The rattling sound of his father’s chest that he would hear every day through the keyhole has disappeared. Even the wind had stopped its teasing of the trees and windows that night, and the annoying barking of the dogs was gone. He tries to hold his breath to hear anything else… but there is nothing.

Feeling his limbs also beginning to vanish, he gets up from his chair and walks over to the large mirror facing him. He struggles to drag his feet away from the pull of the floor that feels like it’s trying to gobble them up.

He stares at the reflection of the furniture in the mirror but everything is perfectly still. When he speaks to his own reflection, he hears a muffled hiss like the one made by the hands of a clock. But even the clock has stopped working and no longer emits any sound.

He holds his breath once again but he can’t hear anything, not even his own breathing. His face slumps as the silence engulfs his feet. As his limbs shrink, he vanishes from the room, gravitating towards the glimmer of the silver mirror. Diving into its lustrous glow, he is engulfed by its silvery realms and becomes like a lifeless doll, cut off from existence.
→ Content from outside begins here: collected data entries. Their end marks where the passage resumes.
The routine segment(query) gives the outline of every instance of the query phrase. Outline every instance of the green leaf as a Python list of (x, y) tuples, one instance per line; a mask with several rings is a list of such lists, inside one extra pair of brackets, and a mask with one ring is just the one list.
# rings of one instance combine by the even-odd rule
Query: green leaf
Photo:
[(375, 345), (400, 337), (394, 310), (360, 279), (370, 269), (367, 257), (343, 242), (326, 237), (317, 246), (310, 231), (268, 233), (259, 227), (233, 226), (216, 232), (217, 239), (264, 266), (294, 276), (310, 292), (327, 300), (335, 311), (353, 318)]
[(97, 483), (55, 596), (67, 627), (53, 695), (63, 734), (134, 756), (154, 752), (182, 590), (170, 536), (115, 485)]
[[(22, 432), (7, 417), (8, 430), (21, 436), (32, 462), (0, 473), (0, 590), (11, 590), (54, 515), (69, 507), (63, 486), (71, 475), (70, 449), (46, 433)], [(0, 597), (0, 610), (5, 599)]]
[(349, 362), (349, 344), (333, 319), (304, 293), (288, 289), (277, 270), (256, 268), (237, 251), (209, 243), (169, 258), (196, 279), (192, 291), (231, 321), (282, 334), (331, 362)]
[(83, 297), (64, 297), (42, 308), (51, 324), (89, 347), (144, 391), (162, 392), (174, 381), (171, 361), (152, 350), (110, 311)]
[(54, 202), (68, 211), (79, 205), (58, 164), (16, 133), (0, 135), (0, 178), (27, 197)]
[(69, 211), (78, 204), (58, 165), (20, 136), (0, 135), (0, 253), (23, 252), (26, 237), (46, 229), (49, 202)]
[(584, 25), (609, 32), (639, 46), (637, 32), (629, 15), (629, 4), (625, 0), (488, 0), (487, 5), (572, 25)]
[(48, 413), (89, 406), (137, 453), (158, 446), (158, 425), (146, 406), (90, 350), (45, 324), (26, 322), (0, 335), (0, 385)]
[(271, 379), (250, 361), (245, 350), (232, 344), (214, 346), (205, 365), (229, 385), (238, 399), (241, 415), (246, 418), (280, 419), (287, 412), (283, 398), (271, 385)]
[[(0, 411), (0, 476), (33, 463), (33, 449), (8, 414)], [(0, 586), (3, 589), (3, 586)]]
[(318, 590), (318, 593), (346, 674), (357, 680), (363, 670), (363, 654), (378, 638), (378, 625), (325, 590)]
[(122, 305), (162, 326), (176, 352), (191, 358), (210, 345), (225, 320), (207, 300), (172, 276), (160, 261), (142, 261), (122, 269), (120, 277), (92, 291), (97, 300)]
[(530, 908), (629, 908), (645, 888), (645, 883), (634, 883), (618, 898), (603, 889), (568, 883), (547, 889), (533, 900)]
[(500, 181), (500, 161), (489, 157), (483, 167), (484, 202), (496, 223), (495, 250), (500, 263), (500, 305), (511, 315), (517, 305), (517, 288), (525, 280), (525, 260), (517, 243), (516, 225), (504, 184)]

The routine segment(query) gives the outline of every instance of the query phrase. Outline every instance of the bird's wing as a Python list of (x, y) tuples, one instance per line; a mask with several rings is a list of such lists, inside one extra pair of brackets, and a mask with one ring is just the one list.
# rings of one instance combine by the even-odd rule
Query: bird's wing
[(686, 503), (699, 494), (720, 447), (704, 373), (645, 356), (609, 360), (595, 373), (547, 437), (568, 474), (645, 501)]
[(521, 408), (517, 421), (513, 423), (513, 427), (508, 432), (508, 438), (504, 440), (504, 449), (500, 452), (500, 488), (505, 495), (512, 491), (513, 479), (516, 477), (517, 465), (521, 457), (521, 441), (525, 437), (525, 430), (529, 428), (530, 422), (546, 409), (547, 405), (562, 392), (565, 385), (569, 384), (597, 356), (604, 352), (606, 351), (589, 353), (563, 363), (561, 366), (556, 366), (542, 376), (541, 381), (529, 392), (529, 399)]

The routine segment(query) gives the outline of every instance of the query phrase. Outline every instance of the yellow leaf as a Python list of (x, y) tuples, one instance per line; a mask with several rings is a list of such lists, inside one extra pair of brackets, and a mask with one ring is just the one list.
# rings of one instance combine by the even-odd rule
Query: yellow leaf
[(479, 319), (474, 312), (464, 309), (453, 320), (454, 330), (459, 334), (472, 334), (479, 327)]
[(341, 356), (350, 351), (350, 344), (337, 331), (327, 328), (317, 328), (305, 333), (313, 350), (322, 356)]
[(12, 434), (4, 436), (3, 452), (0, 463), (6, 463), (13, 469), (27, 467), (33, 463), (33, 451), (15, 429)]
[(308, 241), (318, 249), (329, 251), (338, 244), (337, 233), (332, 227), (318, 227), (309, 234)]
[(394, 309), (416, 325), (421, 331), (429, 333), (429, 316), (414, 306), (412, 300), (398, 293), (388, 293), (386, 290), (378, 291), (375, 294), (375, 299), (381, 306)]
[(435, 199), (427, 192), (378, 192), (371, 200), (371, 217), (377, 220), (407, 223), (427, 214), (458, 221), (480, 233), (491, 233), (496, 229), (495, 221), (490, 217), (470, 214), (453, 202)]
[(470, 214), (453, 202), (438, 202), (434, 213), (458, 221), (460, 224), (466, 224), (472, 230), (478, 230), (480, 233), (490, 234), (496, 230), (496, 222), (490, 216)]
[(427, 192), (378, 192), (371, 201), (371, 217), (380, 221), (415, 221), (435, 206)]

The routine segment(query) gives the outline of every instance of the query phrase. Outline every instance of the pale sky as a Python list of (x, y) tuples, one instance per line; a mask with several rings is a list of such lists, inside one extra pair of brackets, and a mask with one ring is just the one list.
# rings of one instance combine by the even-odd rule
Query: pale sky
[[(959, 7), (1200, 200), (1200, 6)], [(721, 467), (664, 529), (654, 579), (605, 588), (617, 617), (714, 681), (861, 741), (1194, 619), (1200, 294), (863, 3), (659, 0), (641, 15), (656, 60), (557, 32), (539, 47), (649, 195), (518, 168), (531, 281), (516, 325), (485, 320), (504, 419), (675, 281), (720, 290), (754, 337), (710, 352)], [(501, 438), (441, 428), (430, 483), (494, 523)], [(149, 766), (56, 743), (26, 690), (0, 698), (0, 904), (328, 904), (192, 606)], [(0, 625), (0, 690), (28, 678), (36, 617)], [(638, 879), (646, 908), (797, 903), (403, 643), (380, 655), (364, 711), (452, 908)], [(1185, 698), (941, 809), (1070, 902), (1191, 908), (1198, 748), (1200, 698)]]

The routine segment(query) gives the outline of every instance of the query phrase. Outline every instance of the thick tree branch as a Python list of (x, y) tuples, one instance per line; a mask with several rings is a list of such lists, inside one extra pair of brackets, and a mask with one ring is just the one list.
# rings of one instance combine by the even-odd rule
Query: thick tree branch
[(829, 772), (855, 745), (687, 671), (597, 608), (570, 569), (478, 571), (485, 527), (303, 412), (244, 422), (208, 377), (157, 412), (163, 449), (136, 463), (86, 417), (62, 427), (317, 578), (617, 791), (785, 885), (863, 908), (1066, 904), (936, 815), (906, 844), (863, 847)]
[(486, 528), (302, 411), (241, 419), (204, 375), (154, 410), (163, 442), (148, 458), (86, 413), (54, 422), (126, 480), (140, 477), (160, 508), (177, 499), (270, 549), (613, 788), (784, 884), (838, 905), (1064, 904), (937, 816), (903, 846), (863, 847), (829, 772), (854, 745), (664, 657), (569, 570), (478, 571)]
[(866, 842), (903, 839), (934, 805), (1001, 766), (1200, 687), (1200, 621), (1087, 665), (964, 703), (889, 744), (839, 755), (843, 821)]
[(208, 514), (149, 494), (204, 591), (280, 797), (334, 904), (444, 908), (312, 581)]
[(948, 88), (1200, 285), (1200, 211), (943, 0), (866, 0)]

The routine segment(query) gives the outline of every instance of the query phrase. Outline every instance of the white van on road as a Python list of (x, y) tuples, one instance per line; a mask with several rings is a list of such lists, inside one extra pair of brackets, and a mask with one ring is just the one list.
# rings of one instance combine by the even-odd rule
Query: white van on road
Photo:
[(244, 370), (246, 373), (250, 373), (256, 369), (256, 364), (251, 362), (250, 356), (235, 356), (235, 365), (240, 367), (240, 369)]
When he hides in one of the corners of the mirror, he is besieged by a silence that he tries to escape. He secludes himself in one of the alleys of the huge mirror, surrounded by a terrain of echoing silence. He tries to evade it but he is wrapped up inside it. He searches for traces of any frozen breath in the shards of broken glass inside then tries to get away from the echo’s range, but silence’s steeds pursue him. Though he frightens them with his frozen and glimmering form that he acquired through the mirror, their neighing chases him. He tries to scare them with his eyes’ glare, but they continue to advance.

When he leaps in various rounded forms into the oceans of the mirror, the silence of the waves rushes after him. He soars into a fisherman’s hat towards a silver light but silence’s web hurls its threads at the lapels of his jacket. With all his remaining strength, he manages to take a long-lost breath through one of his limbs. He hears the meowing of a black cat, and the sound of it scratching at the door. His organs take form once again and he is tossed from the mirror. Slowly, his breathing restores, while his limbs gradually vanish.


Dr. Hany Ali Said is an Egyptian professor of Arabic Rhetoric and Literary Criticism at Fayoum University, Egypt and Qassim University, Saudi Arabia. His first collection of short stories, Ṣada al-Ṣamt (The Echo of Silence), was published in 2014 by Sindbad. His latest collection of short stories Farāshāt Kāfkā (Kafka’s Butterflies) was published in 2022.

Ibrahim Fawzy is an Assistant Lecturer at the Faculty of Arts, Fayoum University, Egypt. He earned his MA in Comparative Literature (2021) from Fayoum University, Egypt. He has participated in many translation workshops organized by Modern Poetry in Translation (MPT) and Poetry Translation Center (PTC), and he volunteered at ALTA’s 44th annual conference, 2021. His first literary translation appeared in Merit Cultural Magazine.